ID checks and stronger parental controls may be driving down teenage drinking habits
Young people in the Nordics are drinking less than they did a few decades ago. Finnish researchers think that this may be due to better controls — both by parents and by those who sell and serve alcohol.
The Nordic countries have seen a substantial decrease in underage drinking in recent years, even as alcohol consumption among adults has grown.
The most dramatic change is found in Iceland, where one study reported that the proportion of Icelandic 15-16 year-olds who said that they had consumed alcohol in the previous month dropped from 43 percent in 1999 to 8 percent in 2015.
While Iceland represents an extreme example, the trend in the other Nordic countries, with the exception of Denmark, is similarly high. What makes this even more striking is that each of these countries has completely different policies for controlling underage drinking.
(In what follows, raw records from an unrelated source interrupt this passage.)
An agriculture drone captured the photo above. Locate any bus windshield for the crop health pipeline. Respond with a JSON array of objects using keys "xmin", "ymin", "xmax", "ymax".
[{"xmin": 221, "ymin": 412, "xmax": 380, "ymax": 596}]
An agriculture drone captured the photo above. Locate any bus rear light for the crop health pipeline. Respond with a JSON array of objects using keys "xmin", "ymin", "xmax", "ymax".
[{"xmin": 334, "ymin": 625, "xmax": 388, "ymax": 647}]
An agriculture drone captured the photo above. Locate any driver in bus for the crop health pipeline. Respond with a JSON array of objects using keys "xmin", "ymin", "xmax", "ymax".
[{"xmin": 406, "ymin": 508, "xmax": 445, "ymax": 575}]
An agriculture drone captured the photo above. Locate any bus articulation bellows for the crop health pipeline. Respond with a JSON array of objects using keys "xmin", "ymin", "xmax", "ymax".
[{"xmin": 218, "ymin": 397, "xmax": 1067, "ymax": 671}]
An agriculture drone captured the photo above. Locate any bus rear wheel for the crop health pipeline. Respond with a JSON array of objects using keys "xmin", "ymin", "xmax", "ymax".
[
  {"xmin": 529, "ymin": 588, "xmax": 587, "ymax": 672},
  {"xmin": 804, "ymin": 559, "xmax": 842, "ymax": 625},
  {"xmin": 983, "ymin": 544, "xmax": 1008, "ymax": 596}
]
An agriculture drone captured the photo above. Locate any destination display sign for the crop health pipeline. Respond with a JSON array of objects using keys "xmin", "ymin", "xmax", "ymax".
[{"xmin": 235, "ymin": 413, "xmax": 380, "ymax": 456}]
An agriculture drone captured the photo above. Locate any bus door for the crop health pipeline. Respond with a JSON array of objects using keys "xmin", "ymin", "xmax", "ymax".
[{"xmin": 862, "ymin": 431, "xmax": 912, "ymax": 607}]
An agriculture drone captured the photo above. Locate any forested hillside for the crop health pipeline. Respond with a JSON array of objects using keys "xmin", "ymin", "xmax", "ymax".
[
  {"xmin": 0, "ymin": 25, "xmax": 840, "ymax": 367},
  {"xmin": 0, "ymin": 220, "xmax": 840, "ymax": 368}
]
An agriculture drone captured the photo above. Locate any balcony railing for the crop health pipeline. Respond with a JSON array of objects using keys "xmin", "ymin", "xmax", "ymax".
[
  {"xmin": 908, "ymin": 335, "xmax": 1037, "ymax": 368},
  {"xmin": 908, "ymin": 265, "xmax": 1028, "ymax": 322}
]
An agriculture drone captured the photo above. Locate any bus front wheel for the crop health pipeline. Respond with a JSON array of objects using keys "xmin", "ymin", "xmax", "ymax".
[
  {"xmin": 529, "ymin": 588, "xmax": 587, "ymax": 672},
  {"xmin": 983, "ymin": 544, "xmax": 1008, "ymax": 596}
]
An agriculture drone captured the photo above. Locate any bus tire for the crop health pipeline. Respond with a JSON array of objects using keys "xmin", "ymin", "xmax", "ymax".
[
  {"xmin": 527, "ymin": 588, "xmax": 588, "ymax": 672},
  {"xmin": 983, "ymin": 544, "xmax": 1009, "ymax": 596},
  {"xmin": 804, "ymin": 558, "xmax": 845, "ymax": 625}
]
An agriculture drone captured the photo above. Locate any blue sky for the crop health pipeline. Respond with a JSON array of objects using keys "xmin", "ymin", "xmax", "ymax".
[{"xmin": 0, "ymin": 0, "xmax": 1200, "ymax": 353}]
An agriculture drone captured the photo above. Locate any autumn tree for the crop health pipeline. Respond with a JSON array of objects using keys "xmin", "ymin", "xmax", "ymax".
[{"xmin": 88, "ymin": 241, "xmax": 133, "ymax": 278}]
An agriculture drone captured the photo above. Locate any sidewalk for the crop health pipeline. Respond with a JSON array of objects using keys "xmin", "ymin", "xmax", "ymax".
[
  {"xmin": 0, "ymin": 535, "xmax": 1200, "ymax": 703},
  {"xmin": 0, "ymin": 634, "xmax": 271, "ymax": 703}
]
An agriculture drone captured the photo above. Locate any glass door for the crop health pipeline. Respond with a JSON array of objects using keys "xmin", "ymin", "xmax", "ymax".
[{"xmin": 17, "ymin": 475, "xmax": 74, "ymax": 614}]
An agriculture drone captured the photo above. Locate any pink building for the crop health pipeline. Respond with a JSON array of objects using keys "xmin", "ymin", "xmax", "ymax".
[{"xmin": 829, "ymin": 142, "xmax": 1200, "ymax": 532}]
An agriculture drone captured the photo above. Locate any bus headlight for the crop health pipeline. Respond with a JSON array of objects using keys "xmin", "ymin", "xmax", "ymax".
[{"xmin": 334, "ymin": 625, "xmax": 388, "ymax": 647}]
It's getting harder to buy alcohol
Kirsimarja Raitasalo, a researcher at the National Institute for Health and Welfare in Finland and her colleagues analysed data from the European School Survey Project on Alcohol and Other Drugs to see if they could understand the factors behind the trend.
The survey, conducted every fourth year between 1999 and 2015 in more than 40 European countries, asked European 15-16 year-old students a number of questions about alcohol consumption and other substance use. During this period, consumption of alcohol in Finland in this age group dropped.
The researchers found that Finnish adolescents in the study said it was now more difficult to get alcohol. Raitasalo and her co-authors think this may be the most important explanation for the decline in alcohol consumption.
The results are published in a new study in the Drug and Alcohol Review.
Parents buying less alcohol and ID checks are on the up
The shift might also be partly due to parents becoming less willing to serve or buy alcohol for their children. At the same time, friends who might have once bought for their peers are also drinking less and thus are less likely to provide alcohol.
But Raitasalo thinks perhaps the most important factor is that it has become much more common to check IDs in stores selling alcohol.
And many more young Finns reported in 2015 that they thought it was risky to drink at least six units of alcohol each weekend compared to 1999.
Parents keep tabs on their kids
Parents are also increasingly aware of where their children are at all times, says Raitasalo.
“This is not just about control. It’s also about a new form of relationship between parents and children. Other studies have shown that the dynamics of families have changed. Parents and children have a better and more respectful relationship with each other,” she said.
The great growth of communication technology during the period also makes it much easier to keep in contact and be contacted.
That also makes it much easier for parents to check in on their children at any time and see what they are doing, Raitasalo said.
Technology has also reduced the need for adolescents to go out to get together with friends. Instead, they can meet virtually, in the digital world.
Better parent-child relationships
Independent of Raitasalo’s work, researchers at the Norwegian Institute of Public Health in Norway have combed the international literature to see if they, too, could explain the widespread drop in adolescent drinking.
They looked at 65 studies from countries across the world to try to explain the trend. One common factor they found was that parents of teens have become much more restrictive in relation to their children's use of alcohol, and fewer young people get alcohol from home when they are going to a party.
At the same time, the quality of the parent-child relationship has improved.
Today, parents of teens have a closer relationship with their children than ever before. A wealth of research shows that good relationships between parents and their teenage children protects teens from consuming high levels of alcohol and drunkenness, researcher Hilde Pape wrote in a recent commentary published on Forskning.no, ScienceNordic’s Norwegian sister site.
However, it is puzzling why parents in completely different parts of the world have changed for the better, says Pape.
Nor can it be established that these changes in parent-child relationships are a reason why young people drink less than before, she wrote in her commentary.